This is the post I’ve been trying to put into words for a couple of months now.
I still don’t feel like I have the right words for it.
It’s almost a clear sky morning. There’s an ever so light breeze, and the sun is
shining. It’s supposed to be 94 today. Right now it is 69.
I am grateful to the dogs that they let me “sleep” until 6:45. I didn’t sleep well
though, so even though they didn’t get me up at o-dark-thirty it feels like I did.
Jumbled dreams, keeping an ear out for the dogs, things in general just feeling
unsettled. Maybe it’s the earthquakes. Even though I don’t feel them here in
Idaho, maybe it’s the energy of them?
I was watching Suzi Blu’s video this morning that she posted to FB a couple days ago.
In it she mentioned a few things that were a bit of a light bulb moment for me.
If you’ve followed along, you know that I am the child of an alcoholic father. I now
wonder if my mother wasn’t a closet alcoholic. I know she was unstable at best a lot
of the time. Whether it was pure narcissism or some undiagnosed condition, I don’t know.
All my life, I always felt disconnected. Like I was on the outside looking in. Always having to watch, but not being able to participate even if in the midst of things. I have always felt invisible and like I had no voice, that I couldn’t be seen or heard.
I believe at some point, I think, my mother told me not to get attached to people or things. That I shouldn’t trust or be open.
Some where along the way, I think I got broken. I feel like sometimes it no longer matters if people are no longer in my life or something happens. I call it “feeling numb”.
I can remember as a little girl, wondering why my daddy got drunk and yelled all the time. I can’t say with certainty that things were non-violent then, but I don’t think they were. His rage, his yelling was always directed at my mother. It was a rare occasion if he turned it on me. Because he would always yell in Polish, I never knew what he was going on about. I used to think it was because I wasn’t allowed to learn the language, but now I think it might be because I learned to tune it out. To detach, to disconnect.
I used wonder what could I do differently to make him not want to drink and get drunk. I remember what a different person he was after his job mandated him to go to AA. It lasted about three months.
In high school, on the advice of a school counselor, I was told to try Al-a-teen.
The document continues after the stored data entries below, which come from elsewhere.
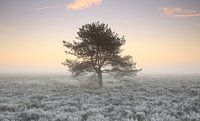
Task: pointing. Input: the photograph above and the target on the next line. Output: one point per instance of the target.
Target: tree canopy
(97, 49)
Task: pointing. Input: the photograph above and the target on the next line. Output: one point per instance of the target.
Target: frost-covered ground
(56, 98)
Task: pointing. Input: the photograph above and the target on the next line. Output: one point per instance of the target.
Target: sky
(162, 35)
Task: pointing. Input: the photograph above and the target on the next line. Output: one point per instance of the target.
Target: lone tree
(98, 50)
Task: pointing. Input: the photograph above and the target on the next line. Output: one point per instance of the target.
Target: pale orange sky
(162, 36)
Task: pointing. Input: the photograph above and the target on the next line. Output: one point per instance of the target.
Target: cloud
(46, 7)
(180, 12)
(3, 28)
(82, 4)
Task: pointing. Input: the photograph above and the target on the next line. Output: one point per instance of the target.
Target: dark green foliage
(97, 50)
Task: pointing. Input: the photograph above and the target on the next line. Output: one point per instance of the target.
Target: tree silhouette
(98, 50)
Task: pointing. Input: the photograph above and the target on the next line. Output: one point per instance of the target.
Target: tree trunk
(100, 79)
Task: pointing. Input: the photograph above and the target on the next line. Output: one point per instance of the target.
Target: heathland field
(59, 98)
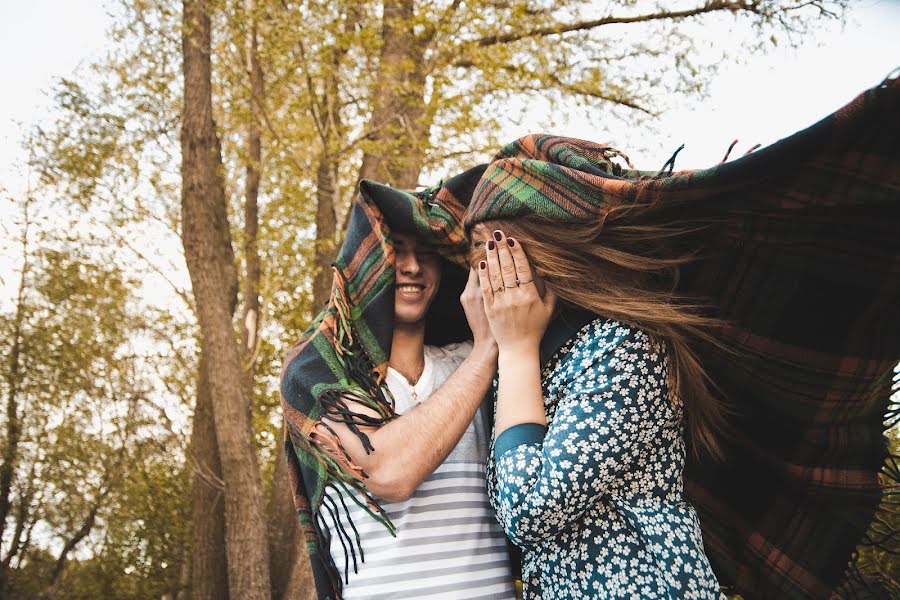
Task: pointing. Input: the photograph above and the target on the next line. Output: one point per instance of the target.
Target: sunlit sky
(760, 100)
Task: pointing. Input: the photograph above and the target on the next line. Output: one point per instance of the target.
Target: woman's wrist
(516, 352)
(485, 351)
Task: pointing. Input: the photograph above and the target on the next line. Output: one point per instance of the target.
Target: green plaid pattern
(343, 355)
(805, 269)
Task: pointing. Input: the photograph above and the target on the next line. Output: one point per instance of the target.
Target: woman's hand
(517, 313)
(473, 304)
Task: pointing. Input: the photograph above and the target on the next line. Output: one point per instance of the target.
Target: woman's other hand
(517, 313)
(473, 304)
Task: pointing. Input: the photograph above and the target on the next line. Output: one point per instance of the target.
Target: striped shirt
(449, 543)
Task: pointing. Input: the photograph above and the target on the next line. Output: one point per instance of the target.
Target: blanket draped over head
(343, 356)
(805, 271)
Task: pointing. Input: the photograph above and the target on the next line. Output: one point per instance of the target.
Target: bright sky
(766, 98)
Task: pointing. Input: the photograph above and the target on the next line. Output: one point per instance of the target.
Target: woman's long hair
(626, 266)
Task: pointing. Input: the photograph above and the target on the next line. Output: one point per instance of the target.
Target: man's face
(418, 269)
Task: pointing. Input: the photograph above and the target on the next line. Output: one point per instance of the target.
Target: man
(416, 466)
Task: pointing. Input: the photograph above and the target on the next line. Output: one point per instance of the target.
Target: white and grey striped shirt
(449, 544)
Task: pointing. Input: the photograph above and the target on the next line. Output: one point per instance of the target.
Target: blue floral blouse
(595, 500)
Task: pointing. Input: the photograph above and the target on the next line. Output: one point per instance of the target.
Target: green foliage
(110, 338)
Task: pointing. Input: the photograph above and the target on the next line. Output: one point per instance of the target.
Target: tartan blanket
(343, 356)
(805, 271)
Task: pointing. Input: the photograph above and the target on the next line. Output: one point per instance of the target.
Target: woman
(773, 276)
(585, 473)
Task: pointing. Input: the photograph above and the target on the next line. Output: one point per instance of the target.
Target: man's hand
(472, 301)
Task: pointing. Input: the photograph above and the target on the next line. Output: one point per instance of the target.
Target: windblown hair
(626, 266)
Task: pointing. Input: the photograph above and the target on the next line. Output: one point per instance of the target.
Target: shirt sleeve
(608, 410)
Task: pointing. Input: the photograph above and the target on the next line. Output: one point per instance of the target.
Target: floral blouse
(595, 500)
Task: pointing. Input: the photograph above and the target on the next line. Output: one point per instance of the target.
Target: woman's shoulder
(605, 337)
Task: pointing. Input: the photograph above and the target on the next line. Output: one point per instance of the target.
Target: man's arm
(409, 448)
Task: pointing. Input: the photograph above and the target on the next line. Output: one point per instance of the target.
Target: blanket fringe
(360, 385)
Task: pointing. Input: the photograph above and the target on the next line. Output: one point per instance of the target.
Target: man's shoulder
(451, 353)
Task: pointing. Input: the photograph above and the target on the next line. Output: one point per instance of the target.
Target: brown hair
(626, 266)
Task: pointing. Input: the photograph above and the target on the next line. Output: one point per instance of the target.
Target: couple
(590, 376)
(584, 470)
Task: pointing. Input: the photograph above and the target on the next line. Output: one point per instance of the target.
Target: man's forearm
(411, 447)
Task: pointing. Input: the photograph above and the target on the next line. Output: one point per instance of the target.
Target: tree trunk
(285, 536)
(210, 262)
(397, 122)
(209, 575)
(13, 426)
(326, 229)
(253, 271)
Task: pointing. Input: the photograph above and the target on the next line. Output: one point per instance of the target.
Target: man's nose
(408, 263)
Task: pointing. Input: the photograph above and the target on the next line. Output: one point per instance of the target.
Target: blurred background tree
(118, 352)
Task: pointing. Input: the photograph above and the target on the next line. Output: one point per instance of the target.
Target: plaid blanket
(343, 356)
(806, 272)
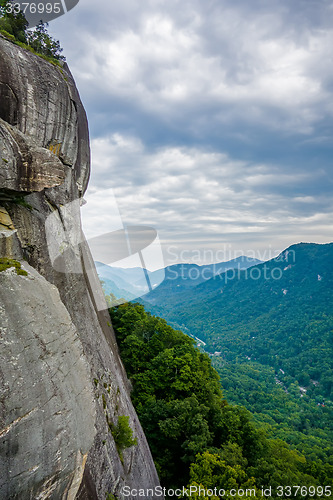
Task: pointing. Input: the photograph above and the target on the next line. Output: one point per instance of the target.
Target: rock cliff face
(61, 380)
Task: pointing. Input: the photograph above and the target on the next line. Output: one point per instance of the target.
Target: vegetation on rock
(14, 26)
(11, 263)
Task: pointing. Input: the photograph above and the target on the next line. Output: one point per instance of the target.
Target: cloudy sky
(210, 121)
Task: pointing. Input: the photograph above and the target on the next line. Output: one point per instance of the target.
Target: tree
(43, 43)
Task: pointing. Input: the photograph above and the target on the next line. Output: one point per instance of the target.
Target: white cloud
(209, 121)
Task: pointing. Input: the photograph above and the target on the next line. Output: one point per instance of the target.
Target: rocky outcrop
(62, 380)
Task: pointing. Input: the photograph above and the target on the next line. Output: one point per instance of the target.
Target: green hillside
(195, 436)
(271, 328)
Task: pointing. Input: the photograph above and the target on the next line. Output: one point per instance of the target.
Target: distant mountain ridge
(279, 313)
(136, 282)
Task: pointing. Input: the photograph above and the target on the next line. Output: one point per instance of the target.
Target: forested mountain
(196, 437)
(271, 330)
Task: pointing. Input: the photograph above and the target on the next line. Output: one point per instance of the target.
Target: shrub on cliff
(14, 26)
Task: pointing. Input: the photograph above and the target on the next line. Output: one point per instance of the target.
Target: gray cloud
(211, 122)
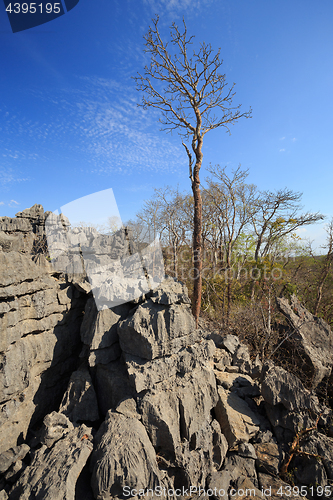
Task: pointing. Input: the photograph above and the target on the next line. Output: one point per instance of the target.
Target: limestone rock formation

The adult leader of the group would tell us it wasn’t our fault that our loved one was an alcoholic. That it was a disease. But that we should detach ourselves from the situation because it wasn’t our problem, it wasn’t our fault. Little did I know, I had learned to do that from a young age. Only now, I had “permission”.
I went through a series of abusive relationships of one form or another. One being with an alcoholic and possible drug addict. I thought I could fix him even though I knew what he did to a former friend. I think it was then, that I learned to disconnect from my body to cope with the physical abuse and the sexual assault from him. I learned to numb myself from the physical pain.
Because of this learned behavior, I didn’t recognize that I was even in an abusive marriage for several years. Since it wasn’t physical, I didn’t know the signs. Plus, I relied on old behavior patterns to protect myself without knowing it. I just knew something wasn’t right, that there must be something I could do to fix it. But, no matter how hard I tried or what I did nothing was ever good enough. And so again, I began to detach and disconnect.
I failed over and over again to see or feel the toll it was taking physically. I didn’t recognize or acknowledge the pain I was feeling. It was always chalked up to that I was weak, that I was out of shape, that I was just a pansy. Or as I jokingly say now, ” a delicate flower”.
This learned behavior has made me numb and indifferent to so many things. And when I do feel an emotion, I then feel guilty for feeling it. I feel guilty if I shed tears. I feel guilty if I get angry. I feel guilty if I feel happy. I feel like I deserve the bad stuff that happened or will/might happen. I feel unworthy of happiness of any form. I feel like I am always, Always, ALWAYS waiting for the other shoe to drop.
I realized that whether I know it or not, I am constantly if fight or flight mode. I’m always waiting for the next bad thing. I am constantly braced for impact. And then I wonder, why does my body hurt. But I think, sometimes, I don’t feel the full brunt of the physical pain because I stay too on guard.
I fully believe I have trauma induced fibro. Is that a thing? If not, I am making it a thing. It’s my thing. I fully believe I have C-PTSD. I have just learned to cope, I think. It is a bit scary to think what would happen and how would I feel if I let myself feel safe, to let myself relax, to let my guard down. To just be. To just feel all the feels and all the things.
I don’t know how to break this behavior of being detached and disconnected. It has become my shield for so long. My walls as I have called them in the past. I think though, that it is part of the reason I am so stuck. Why I have trouble writing or making art or practicing photography. I think if I let myself do these things without abandon, that I will feel things I am unprepared to feel. I am afraid I might find happiness and success that I feel like I am not allowed to have. I am afraid to find out what it would be like if I allowed myself to heal fully.
I think, all I can do is try to disassemble it one brick at a time no matter how long it takes.